À court terme, l’amenuisement des marges de sécurité rend les marchés américains plus exposés aux perturbations. À moyen terme cependant, la croissance des bénéfices devrait soutenir la progression des marchés. 

Les actions américaines ont effacé leurs pertes antérieures, le S&P 500 atteignant un nouveau sommet historique à la fin du deuxième trimestre. Plusieurs secteurs ont contribué à ce rebond, notamment la finance, l’industrie et les services collectifs. Mais c’est surtout la technologie - portée par les «Mag 7» qui a mené la hausse, grâce à un fort rebond après le creux du 9 avril, dopée par des résultats solides et des gains de productivité liés à l’IA de plus en plus tangibles. 

Cette reprise généralisée des marchés contraste toutefois avec des perspectives économiques marquées par un ralentissement, une inflation persistante et une incertitude politique prolongée. Les effets différés des tensions commerciales devraient se refléter dans les données à venir, ce qui devrait alimenter la volatilité à court terme. 

À plus long terme, cependant, les investisseurs peuvent s’attendre à de nouvelles hausses de l’indice S&P 500. Les secousses liées à l’instabilité politique tendent à rester ponctuelles, tant que les entreprises continuent d’afficher des résultats solides. Et les bénéfices suivent généralement la croissance économique, même modeste.

La récente reprise boursière, dominée par les géants technologiques, a une fois encore tiré les valorisations des grandes capitalisations vers le haut. À l’inverse, les petites capitalisations offrent aujourd’hui un potentiel de valorisation nettement plus intéressant. Une fois que la Fed amorcera une baisse de ses taux, et sous réserve d’un environnement macro toujours favorable, les petites capitalisations devraient tirer leur épingle du jeu. 

Si les marchés mondiaux - notamment européens - ont profité de politiques propices à la croissance, les arguments structurels en faveur des États-Unis, à l’origine de leur surperformance récente, demeurent solides.

Diversification mondiale: une priorité incontournable

Le rebond inattendu du secteur technologique chinois, le virage budgétaire expansionniste de l’Europe et la dégradation des perspectives américaines ont incité les investisseurs à se repositionner vers les marchés internationaux. Le repli du dollar n’a fait que renforcer l’attrait d’une exposition mondiale. 

À l’avenir, la diversification des actifs et la diversification géographique joueront un rôle crucial.

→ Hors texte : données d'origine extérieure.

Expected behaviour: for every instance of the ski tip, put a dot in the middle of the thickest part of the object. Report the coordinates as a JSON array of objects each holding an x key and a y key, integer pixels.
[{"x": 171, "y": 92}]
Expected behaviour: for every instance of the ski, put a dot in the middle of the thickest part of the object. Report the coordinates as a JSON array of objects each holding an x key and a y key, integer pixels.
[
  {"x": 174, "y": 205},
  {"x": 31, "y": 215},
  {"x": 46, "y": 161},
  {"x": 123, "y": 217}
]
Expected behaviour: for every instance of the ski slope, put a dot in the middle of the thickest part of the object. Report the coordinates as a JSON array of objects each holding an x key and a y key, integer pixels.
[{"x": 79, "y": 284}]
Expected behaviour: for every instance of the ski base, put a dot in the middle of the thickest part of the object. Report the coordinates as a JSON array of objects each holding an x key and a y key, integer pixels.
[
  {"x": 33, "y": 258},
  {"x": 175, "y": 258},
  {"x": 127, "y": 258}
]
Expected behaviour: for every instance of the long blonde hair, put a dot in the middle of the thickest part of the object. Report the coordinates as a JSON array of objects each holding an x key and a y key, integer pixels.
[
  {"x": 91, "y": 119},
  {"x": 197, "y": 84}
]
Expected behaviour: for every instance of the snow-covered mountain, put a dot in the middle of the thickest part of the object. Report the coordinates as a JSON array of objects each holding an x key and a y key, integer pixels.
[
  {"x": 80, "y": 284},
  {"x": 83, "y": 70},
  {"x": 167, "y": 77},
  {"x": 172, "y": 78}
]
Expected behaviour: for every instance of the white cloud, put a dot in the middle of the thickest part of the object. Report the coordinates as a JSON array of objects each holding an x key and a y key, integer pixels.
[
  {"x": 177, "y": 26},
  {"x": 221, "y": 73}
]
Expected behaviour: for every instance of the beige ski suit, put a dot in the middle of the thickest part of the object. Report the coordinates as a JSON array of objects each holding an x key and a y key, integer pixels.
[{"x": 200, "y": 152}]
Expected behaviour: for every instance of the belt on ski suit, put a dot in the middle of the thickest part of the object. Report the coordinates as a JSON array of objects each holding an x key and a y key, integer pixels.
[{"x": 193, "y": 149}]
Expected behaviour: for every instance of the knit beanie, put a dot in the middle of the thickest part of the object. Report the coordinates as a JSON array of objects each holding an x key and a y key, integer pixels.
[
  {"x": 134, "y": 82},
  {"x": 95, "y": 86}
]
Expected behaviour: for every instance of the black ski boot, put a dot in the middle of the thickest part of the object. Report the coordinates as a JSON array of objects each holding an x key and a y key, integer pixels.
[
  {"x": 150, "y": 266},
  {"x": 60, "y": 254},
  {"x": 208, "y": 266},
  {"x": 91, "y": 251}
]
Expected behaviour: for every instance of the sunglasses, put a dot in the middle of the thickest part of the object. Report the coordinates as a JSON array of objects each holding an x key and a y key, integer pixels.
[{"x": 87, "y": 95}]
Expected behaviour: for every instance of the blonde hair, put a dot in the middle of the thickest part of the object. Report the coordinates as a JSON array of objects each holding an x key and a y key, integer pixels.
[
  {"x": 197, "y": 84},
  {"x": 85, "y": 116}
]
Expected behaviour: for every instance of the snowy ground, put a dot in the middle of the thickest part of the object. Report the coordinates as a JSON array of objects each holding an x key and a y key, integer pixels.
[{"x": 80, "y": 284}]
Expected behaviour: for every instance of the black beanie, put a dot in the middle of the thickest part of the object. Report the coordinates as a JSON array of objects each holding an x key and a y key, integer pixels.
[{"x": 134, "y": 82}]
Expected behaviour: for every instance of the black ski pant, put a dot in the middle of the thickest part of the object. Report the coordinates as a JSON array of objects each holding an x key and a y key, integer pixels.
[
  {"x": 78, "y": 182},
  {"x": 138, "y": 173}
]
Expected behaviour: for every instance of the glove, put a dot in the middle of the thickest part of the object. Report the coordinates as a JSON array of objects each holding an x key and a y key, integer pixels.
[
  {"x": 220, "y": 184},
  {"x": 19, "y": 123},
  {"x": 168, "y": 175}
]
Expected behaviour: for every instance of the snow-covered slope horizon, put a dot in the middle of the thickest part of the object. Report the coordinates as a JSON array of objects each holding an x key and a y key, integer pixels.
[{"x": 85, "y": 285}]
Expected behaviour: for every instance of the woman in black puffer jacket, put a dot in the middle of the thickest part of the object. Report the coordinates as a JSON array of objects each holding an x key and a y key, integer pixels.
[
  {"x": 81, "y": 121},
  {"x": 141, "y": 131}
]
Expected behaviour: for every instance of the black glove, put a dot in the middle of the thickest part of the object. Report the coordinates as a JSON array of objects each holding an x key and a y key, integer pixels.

L’exceptionnalisme américain reste intact: ses forces structurelles - innovation, échelle, productivité - demeurent des atouts de poids. Mais à mesure que d’autres économies reprennent de l’élan, la surperformance américaine devrait logiquement s’atténuer. 

Cette année, les marchés des actions mondiaux affichent une forte dispersion de performance, l’Europe devançant temporairement les États-Unis. Toutefois, le rebond marqué de la fin du deuxième trimestre a rapidement ramené le marché américain dans une zone de valorisations tendues. Les valorisations américaines comptent désormais parmi les plus élevées jamais enregistrées.

En Europe, la solide performance du premier semestre 2025 a mis fin aux valorisations dépréciées, et, dans le cas de l’Allemagne, les niveaux actuels sont désormais très élevés. La hausse initiale des actions européennes reposait sur des anticipations d’amélioration des fondamentaux au cours des prochaines années, favorisées par l’assouplissement budgétaire. Désormais, face à des valorisations tendues, il faudra probablement des preuves concrètes d’amélioration des perspectives bénéficiaires pour prolonger cette dynamique. 

Dans les marchés émergents, la situation reste très hétérogène. La Chine et l’Amérique latine affichent encore des niveaux de valorisation attractifs, tandis que ceux de l’Inde restent particulièrement élevés.

Dans ce contexte, la gestion active demeure un levier indispensable pour piloter le risque, renforcer les performances et saisir les bonnes opportunités au fil du cycle. Une diversification accrue, sur le plan géographique comme en termes de catégories d’actifs, s’impose alors que les économies mondiales gagnent en dynamisme et que les taux élevés s’installent dans la durée.